Site hosted by Angelfire.com: Build your free website today!
Velocity Range

Written 1999/07/30

C.S. Graves

"Daddy, what's velocity range?"

What is velocity range? A question a child might ask, but not a childish question.

Velocity is a form of MIDI data that measures the force with which the keyboard is hit, and represents this force with a number from 000 to 127 or 001 to 128, depending on the machine. Velocity range means that a certain waveform on a sampler or wavetable synth will only sound when velocity from the controlling keyboard falls within a specified range . For example, suppose a sinewave has a velocity range of 000-064. When the keys are hit hard with velocity values over 064 the sinewave will not sound, but when the keys are hit softly falling within the range, you will hear the wave.
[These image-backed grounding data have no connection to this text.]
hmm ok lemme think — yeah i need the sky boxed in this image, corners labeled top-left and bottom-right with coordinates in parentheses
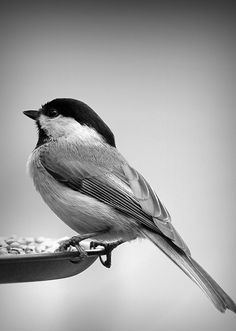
top-left (0, 1), bottom-right (236, 330)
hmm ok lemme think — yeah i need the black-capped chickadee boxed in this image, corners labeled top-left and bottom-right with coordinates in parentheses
top-left (23, 98), bottom-right (235, 313)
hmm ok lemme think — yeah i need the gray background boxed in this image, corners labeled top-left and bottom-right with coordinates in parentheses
top-left (0, 1), bottom-right (235, 330)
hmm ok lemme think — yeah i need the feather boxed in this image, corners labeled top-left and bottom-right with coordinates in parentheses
top-left (141, 228), bottom-right (236, 313)
top-left (40, 141), bottom-right (189, 254)
top-left (122, 164), bottom-right (190, 255)
top-left (27, 101), bottom-right (235, 313)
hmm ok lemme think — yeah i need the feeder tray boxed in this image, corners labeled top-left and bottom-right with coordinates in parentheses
top-left (0, 247), bottom-right (105, 283)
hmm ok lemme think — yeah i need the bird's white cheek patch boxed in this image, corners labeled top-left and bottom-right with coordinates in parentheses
top-left (39, 114), bottom-right (81, 139)
top-left (38, 114), bottom-right (102, 142)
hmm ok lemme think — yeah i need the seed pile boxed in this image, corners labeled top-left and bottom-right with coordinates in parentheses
top-left (0, 235), bottom-right (72, 255)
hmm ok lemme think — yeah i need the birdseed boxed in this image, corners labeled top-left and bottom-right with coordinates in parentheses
top-left (0, 235), bottom-right (77, 255)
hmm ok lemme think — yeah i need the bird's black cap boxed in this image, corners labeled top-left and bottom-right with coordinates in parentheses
top-left (24, 98), bottom-right (116, 148)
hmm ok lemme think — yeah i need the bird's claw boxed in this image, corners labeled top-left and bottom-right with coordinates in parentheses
top-left (90, 240), bottom-right (124, 268)
top-left (56, 236), bottom-right (88, 259)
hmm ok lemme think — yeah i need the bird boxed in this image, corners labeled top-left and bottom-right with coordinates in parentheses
top-left (23, 98), bottom-right (236, 313)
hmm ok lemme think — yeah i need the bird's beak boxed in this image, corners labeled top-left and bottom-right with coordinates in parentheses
top-left (23, 110), bottom-right (39, 120)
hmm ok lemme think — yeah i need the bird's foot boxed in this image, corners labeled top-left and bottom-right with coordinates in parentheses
top-left (56, 233), bottom-right (98, 259)
top-left (90, 239), bottom-right (124, 268)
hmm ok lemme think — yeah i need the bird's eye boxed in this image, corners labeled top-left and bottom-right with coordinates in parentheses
top-left (47, 109), bottom-right (59, 118)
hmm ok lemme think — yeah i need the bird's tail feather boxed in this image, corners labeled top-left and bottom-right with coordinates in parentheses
top-left (141, 228), bottom-right (236, 313)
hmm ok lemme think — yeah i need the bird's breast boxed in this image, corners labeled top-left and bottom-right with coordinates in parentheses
top-left (27, 148), bottom-right (139, 241)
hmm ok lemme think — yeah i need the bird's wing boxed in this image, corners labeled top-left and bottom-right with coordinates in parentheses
top-left (118, 164), bottom-right (190, 255)
top-left (40, 144), bottom-right (190, 255)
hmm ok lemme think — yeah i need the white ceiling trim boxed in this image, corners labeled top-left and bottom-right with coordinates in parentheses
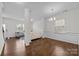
top-left (2, 13), bottom-right (25, 21)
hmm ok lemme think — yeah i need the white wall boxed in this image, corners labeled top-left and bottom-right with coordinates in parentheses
top-left (45, 8), bottom-right (79, 44)
top-left (2, 2), bottom-right (25, 38)
top-left (45, 32), bottom-right (79, 44)
top-left (0, 3), bottom-right (4, 55)
top-left (3, 17), bottom-right (24, 38)
top-left (55, 8), bottom-right (79, 33)
top-left (33, 19), bottom-right (44, 36)
top-left (2, 3), bottom-right (33, 46)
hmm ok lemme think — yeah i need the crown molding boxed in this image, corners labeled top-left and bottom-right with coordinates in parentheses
top-left (2, 13), bottom-right (25, 21)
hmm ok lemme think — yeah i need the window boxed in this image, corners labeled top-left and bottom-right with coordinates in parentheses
top-left (54, 19), bottom-right (65, 33)
top-left (17, 24), bottom-right (25, 32)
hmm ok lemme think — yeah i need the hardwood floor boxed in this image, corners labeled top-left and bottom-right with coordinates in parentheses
top-left (2, 38), bottom-right (79, 56)
top-left (3, 38), bottom-right (26, 56)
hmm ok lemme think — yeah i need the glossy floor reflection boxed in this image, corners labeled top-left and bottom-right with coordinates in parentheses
top-left (2, 38), bottom-right (79, 56)
top-left (3, 38), bottom-right (26, 56)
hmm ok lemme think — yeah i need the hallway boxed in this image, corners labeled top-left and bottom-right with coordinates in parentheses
top-left (2, 38), bottom-right (79, 56)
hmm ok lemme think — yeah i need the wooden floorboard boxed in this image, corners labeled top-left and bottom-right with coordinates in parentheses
top-left (2, 38), bottom-right (79, 56)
Different voices or sample layers can occupy various velocity ranges, sounding separately or overlapping. Suppose now you also have a sawtooth that sounds only with velocities between 65 to 127. Depending on the force with which the keys are hit you will hear either a sine or a sawtooth. You can assign as many voices to as many ranges as your synth/sampler's architecture will allow.
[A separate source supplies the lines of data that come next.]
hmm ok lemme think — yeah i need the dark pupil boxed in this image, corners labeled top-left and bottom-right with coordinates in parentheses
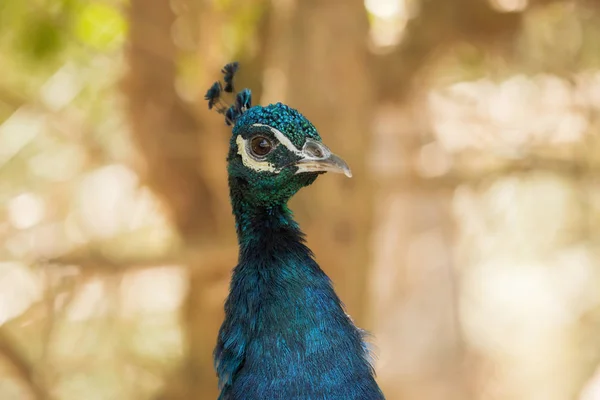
top-left (251, 136), bottom-right (272, 156)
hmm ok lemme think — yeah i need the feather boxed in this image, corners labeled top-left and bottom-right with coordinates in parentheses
top-left (222, 62), bottom-right (239, 93)
top-left (205, 81), bottom-right (222, 110)
top-left (235, 89), bottom-right (252, 113)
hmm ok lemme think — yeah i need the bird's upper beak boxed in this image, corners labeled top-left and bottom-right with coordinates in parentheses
top-left (293, 138), bottom-right (352, 178)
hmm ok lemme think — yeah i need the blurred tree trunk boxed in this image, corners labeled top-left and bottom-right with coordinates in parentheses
top-left (375, 0), bottom-right (522, 102)
top-left (262, 0), bottom-right (375, 325)
top-left (124, 0), bottom-right (235, 398)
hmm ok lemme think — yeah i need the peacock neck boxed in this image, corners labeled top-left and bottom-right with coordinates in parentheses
top-left (229, 187), bottom-right (301, 252)
top-left (220, 182), bottom-right (385, 399)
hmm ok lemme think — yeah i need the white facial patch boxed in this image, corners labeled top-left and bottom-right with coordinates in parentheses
top-left (236, 135), bottom-right (278, 173)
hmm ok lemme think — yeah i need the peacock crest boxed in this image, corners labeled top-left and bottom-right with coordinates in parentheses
top-left (204, 61), bottom-right (251, 126)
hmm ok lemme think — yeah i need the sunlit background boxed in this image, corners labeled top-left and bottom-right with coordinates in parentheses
top-left (1, 0), bottom-right (600, 399)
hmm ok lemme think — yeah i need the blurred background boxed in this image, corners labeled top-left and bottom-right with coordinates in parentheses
top-left (1, 0), bottom-right (600, 399)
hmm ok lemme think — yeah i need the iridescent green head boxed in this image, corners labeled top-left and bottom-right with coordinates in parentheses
top-left (205, 63), bottom-right (351, 207)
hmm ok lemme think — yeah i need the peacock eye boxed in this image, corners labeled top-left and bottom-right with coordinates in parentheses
top-left (250, 135), bottom-right (273, 157)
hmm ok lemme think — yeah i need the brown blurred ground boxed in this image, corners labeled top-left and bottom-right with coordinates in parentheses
top-left (1, 0), bottom-right (600, 399)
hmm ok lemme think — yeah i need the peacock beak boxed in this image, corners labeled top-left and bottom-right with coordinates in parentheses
top-left (293, 138), bottom-right (352, 178)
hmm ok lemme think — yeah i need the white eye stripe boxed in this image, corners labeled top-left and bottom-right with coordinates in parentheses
top-left (251, 124), bottom-right (303, 156)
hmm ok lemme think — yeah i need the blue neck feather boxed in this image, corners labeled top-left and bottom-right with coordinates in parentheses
top-left (214, 179), bottom-right (385, 399)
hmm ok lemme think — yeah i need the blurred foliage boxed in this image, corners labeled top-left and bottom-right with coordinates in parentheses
top-left (74, 2), bottom-right (126, 50)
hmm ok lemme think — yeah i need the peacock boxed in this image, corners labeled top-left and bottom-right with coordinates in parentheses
top-left (205, 62), bottom-right (385, 400)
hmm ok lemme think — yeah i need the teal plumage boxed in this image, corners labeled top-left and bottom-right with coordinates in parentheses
top-left (207, 63), bottom-right (384, 400)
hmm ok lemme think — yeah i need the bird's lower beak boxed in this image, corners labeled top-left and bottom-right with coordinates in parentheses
top-left (293, 139), bottom-right (352, 178)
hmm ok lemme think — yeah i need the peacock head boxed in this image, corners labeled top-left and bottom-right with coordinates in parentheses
top-left (205, 62), bottom-right (351, 207)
Here's an example of how I applied this with a sampler to good effect. I cracked out my analog synth and setup a simple resonant sawtooth sound. Setting the low-pass filter cutoff quite low, I took a sample and looped it, then I set the velocity range from 000-015. After creating a new layer I repeated the process seven times, each time bringing up the filter cutoff a bit and assigning higher velocity ranges for the layers that didn't overlap the previous ones. I also disabled the effect of velocity on amplitude on all the layers, so that all the waveforms could be heard loud and clear at all velocities. When I was finished I had 8 layers, each containing a different looped waveform, and having these velocity ranges: 000-015, 016-031, 032-047, 048-063, 064-079, 080-095, 096-111, and 112-127. The result was a sampled instrument which produced resonant sawtooth waves with a cutoff point that seemed to increase with higher velocities. When played it has that "percolating" effect you hear in a lot of techno music, and sounds so sweet when you run it through delay!
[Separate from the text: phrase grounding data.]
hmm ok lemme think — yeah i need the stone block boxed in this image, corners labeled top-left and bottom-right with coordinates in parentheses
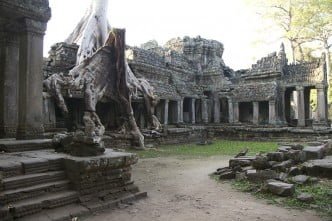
top-left (288, 166), bottom-right (301, 176)
top-left (290, 175), bottom-right (310, 185)
top-left (302, 157), bottom-right (332, 178)
top-left (296, 193), bottom-right (314, 203)
top-left (267, 152), bottom-right (284, 162)
top-left (229, 158), bottom-right (252, 168)
top-left (272, 160), bottom-right (293, 172)
top-left (303, 145), bottom-right (326, 160)
top-left (277, 146), bottom-right (291, 152)
top-left (252, 156), bottom-right (270, 170)
top-left (266, 180), bottom-right (295, 197)
top-left (246, 169), bottom-right (278, 182)
top-left (284, 150), bottom-right (306, 163)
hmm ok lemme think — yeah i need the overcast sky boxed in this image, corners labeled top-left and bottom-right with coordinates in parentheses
top-left (44, 0), bottom-right (282, 70)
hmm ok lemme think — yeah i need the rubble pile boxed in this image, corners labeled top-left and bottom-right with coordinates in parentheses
top-left (213, 140), bottom-right (332, 197)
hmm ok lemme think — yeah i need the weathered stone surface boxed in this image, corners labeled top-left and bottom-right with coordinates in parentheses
top-left (278, 172), bottom-right (288, 182)
top-left (303, 145), bottom-right (326, 160)
top-left (277, 146), bottom-right (292, 153)
top-left (267, 152), bottom-right (284, 162)
top-left (252, 156), bottom-right (270, 170)
top-left (288, 166), bottom-right (301, 176)
top-left (296, 193), bottom-right (314, 203)
top-left (284, 150), bottom-right (306, 163)
top-left (229, 157), bottom-right (253, 168)
top-left (219, 170), bottom-right (236, 180)
top-left (266, 180), bottom-right (295, 197)
top-left (290, 175), bottom-right (310, 185)
top-left (272, 160), bottom-right (293, 172)
top-left (302, 157), bottom-right (332, 178)
top-left (246, 169), bottom-right (278, 182)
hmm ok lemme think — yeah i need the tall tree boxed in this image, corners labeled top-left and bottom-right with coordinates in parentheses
top-left (300, 0), bottom-right (332, 78)
top-left (65, 0), bottom-right (110, 64)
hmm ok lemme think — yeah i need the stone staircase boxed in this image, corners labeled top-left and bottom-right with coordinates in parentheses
top-left (0, 156), bottom-right (79, 220)
top-left (0, 139), bottom-right (53, 152)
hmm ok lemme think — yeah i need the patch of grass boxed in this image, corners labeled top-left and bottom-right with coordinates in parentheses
top-left (128, 139), bottom-right (277, 158)
top-left (232, 179), bottom-right (332, 219)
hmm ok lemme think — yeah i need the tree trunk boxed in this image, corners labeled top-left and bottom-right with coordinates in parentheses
top-left (65, 0), bottom-right (110, 64)
top-left (112, 29), bottom-right (145, 149)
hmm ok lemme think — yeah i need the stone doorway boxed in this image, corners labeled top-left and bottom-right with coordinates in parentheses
top-left (239, 102), bottom-right (253, 123)
top-left (258, 101), bottom-right (269, 124)
top-left (168, 100), bottom-right (178, 124)
top-left (220, 98), bottom-right (229, 123)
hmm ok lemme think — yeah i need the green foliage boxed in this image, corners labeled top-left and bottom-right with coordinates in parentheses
top-left (128, 139), bottom-right (277, 158)
top-left (249, 0), bottom-right (332, 63)
top-left (232, 179), bottom-right (332, 218)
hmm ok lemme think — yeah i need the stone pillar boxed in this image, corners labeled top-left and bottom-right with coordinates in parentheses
top-left (164, 99), bottom-right (169, 125)
top-left (296, 86), bottom-right (305, 127)
top-left (202, 98), bottom-right (208, 124)
top-left (228, 98), bottom-right (234, 123)
top-left (17, 19), bottom-right (47, 139)
top-left (213, 98), bottom-right (220, 123)
top-left (315, 84), bottom-right (328, 125)
top-left (191, 98), bottom-right (196, 124)
top-left (253, 102), bottom-right (259, 125)
top-left (180, 98), bottom-right (184, 123)
top-left (176, 99), bottom-right (183, 123)
top-left (269, 100), bottom-right (276, 125)
top-left (0, 31), bottom-right (20, 138)
top-left (233, 102), bottom-right (239, 123)
top-left (278, 87), bottom-right (287, 125)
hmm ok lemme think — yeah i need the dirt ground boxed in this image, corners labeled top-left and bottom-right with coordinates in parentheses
top-left (86, 156), bottom-right (322, 221)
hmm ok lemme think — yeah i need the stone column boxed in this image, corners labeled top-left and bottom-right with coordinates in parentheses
top-left (233, 101), bottom-right (239, 123)
top-left (269, 100), bottom-right (276, 125)
top-left (202, 98), bottom-right (209, 124)
top-left (228, 98), bottom-right (234, 123)
top-left (213, 98), bottom-right (220, 123)
top-left (253, 102), bottom-right (259, 125)
top-left (191, 98), bottom-right (196, 124)
top-left (278, 87), bottom-right (287, 125)
top-left (316, 84), bottom-right (328, 124)
top-left (0, 31), bottom-right (19, 138)
top-left (296, 86), bottom-right (305, 127)
top-left (176, 99), bottom-right (182, 123)
top-left (164, 99), bottom-right (169, 125)
top-left (180, 98), bottom-right (184, 123)
top-left (17, 19), bottom-right (47, 139)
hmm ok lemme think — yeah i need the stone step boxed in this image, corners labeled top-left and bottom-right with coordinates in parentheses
top-left (8, 190), bottom-right (79, 218)
top-left (17, 204), bottom-right (89, 221)
top-left (2, 171), bottom-right (66, 191)
top-left (0, 139), bottom-right (53, 152)
top-left (0, 180), bottom-right (70, 204)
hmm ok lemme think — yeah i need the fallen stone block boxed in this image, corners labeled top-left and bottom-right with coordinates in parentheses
top-left (278, 172), bottom-right (288, 182)
top-left (266, 180), bottom-right (295, 197)
top-left (246, 169), bottom-right (278, 182)
top-left (252, 156), bottom-right (270, 170)
top-left (229, 158), bottom-right (253, 168)
top-left (267, 152), bottom-right (284, 162)
top-left (296, 193), bottom-right (314, 203)
top-left (290, 175), bottom-right (310, 185)
top-left (284, 150), bottom-right (306, 163)
top-left (277, 146), bottom-right (292, 152)
top-left (272, 160), bottom-right (293, 172)
top-left (303, 145), bottom-right (326, 160)
top-left (302, 157), bottom-right (332, 178)
top-left (288, 167), bottom-right (301, 176)
top-left (219, 170), bottom-right (236, 180)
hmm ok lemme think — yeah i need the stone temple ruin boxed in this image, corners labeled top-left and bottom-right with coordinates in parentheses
top-left (41, 35), bottom-right (330, 147)
top-left (0, 0), bottom-right (331, 220)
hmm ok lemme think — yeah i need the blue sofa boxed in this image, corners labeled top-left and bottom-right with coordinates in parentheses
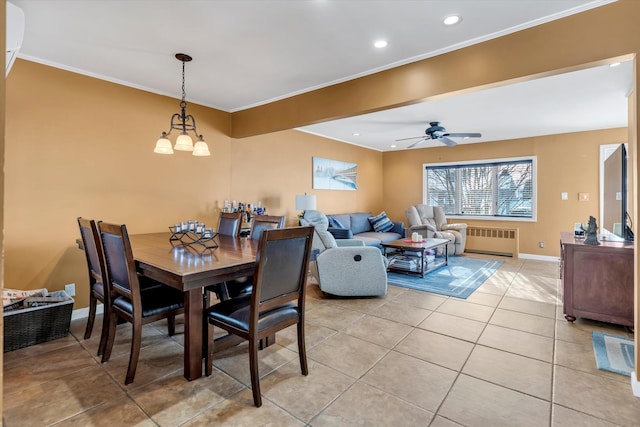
top-left (326, 212), bottom-right (405, 248)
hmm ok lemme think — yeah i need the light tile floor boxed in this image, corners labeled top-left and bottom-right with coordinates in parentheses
top-left (4, 255), bottom-right (640, 426)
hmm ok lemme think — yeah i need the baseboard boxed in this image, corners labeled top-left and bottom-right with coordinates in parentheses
top-left (71, 303), bottom-right (103, 321)
top-left (632, 371), bottom-right (640, 397)
top-left (518, 253), bottom-right (560, 262)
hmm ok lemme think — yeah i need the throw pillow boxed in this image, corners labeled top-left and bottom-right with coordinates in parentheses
top-left (369, 211), bottom-right (394, 233)
top-left (328, 216), bottom-right (344, 229)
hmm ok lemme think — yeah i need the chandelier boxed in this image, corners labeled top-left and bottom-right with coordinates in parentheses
top-left (154, 53), bottom-right (210, 156)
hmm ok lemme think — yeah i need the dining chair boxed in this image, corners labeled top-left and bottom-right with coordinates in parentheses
top-left (205, 226), bottom-right (314, 407)
top-left (249, 215), bottom-right (286, 241)
top-left (217, 211), bottom-right (242, 237)
top-left (77, 217), bottom-right (111, 357)
top-left (203, 211), bottom-right (244, 317)
top-left (98, 221), bottom-right (185, 385)
top-left (223, 214), bottom-right (286, 299)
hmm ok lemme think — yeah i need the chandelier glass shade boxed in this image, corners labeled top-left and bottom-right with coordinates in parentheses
top-left (154, 53), bottom-right (210, 157)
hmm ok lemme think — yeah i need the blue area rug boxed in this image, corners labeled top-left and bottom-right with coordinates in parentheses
top-left (592, 331), bottom-right (634, 376)
top-left (387, 256), bottom-right (503, 299)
I also used the procedure above for an istrument where the velocity triggered samples of an FM sound with different modulation indices instead of filter cutoff points.

Now that you've seen a few examples of how velocity ranges can be applied, you're free to imagine all sorts of velocity-sensitive instruments. And they don't have to be the memory-conserving, single-cycle loop-based sounds mentioned above. You can use more elaborate waveforms in your creation, be it purely synthetic or a realistic emulation, limited only by your sample RAM and/or polyphony.